Trials underestimate the impact of preventive treatment for household contacts exposed to multidrug-resistant tuberculosis: a simulation study

medRxiv [Preprint]. 2023 Feb 8:2023.02.06.23285528. doi: 10.1101/2023.02.06.23285528.

Abstract

Background: Several clinical trials of tuberculosis preventive treatment (TPT) for household contacts of patients with multidrug-resistant tuberculosis (MDR-TB) are nearing completion. The potential benefits of TPT for MDR-TB contacts extend beyond the outcomes that clinical trials can measure.

Methods: We developed an agent-based, household-structured TB and MDR-TB transmission model, calibrated to an illustrative setting in India, the country accounting for 26% of global MDR-TB burden. We simulated household contact investigation for contacts of patients with MDR-TB, comparing an MDR-TPT regimen against alternatives of isoniazid preventive treatment, household contact investigation without TPT, or no household contact intervention.

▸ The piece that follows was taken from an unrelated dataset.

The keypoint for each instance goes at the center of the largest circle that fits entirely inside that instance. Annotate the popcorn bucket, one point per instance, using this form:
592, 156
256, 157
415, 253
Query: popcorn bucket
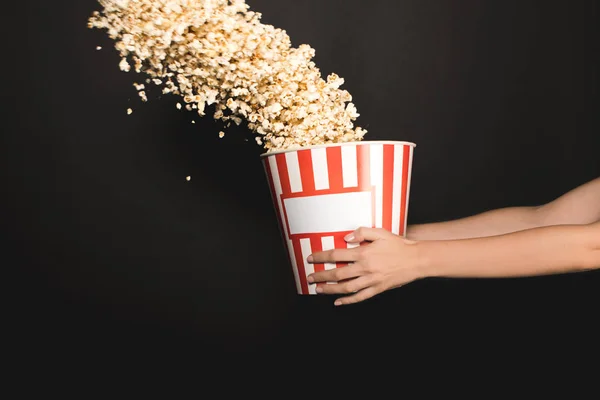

We simulated outcomes of a clinical trial and estimated the patient-level and population-level effects over a longer time horizon.

Findings: During two years of follow-up per recipient, a simulated 6-month MDR-TPT regimen with 70% efficacy against both DS- and MDR-TB infection could prevent 72% [Interquartile range (IQR): 45 - 100%] of incident MDR-TB among TPT recipients (number needed to treat (NNT) 73 [44 - 176] to prevent one MDR-TB case), compared to household contact investigation without TPT. This NNT decreased to 54 [30 - 183] when median follow-up was increased from two to 16 years, to 27 [11 - Inf] when downstream transmission effects were also considered, and to 12 [8 - 22] when these effects were compared to a scenario of no household contact intervention.

Interpretation: If forthcoming trial results demonstrate efficacy, the long-term population impact of MDR-TPT implementation could be much greater than suggested by trial outcomes alone.

Funding: NIH K01AI138853 and K08AI127908; Johns Hopkins Catalyst Award.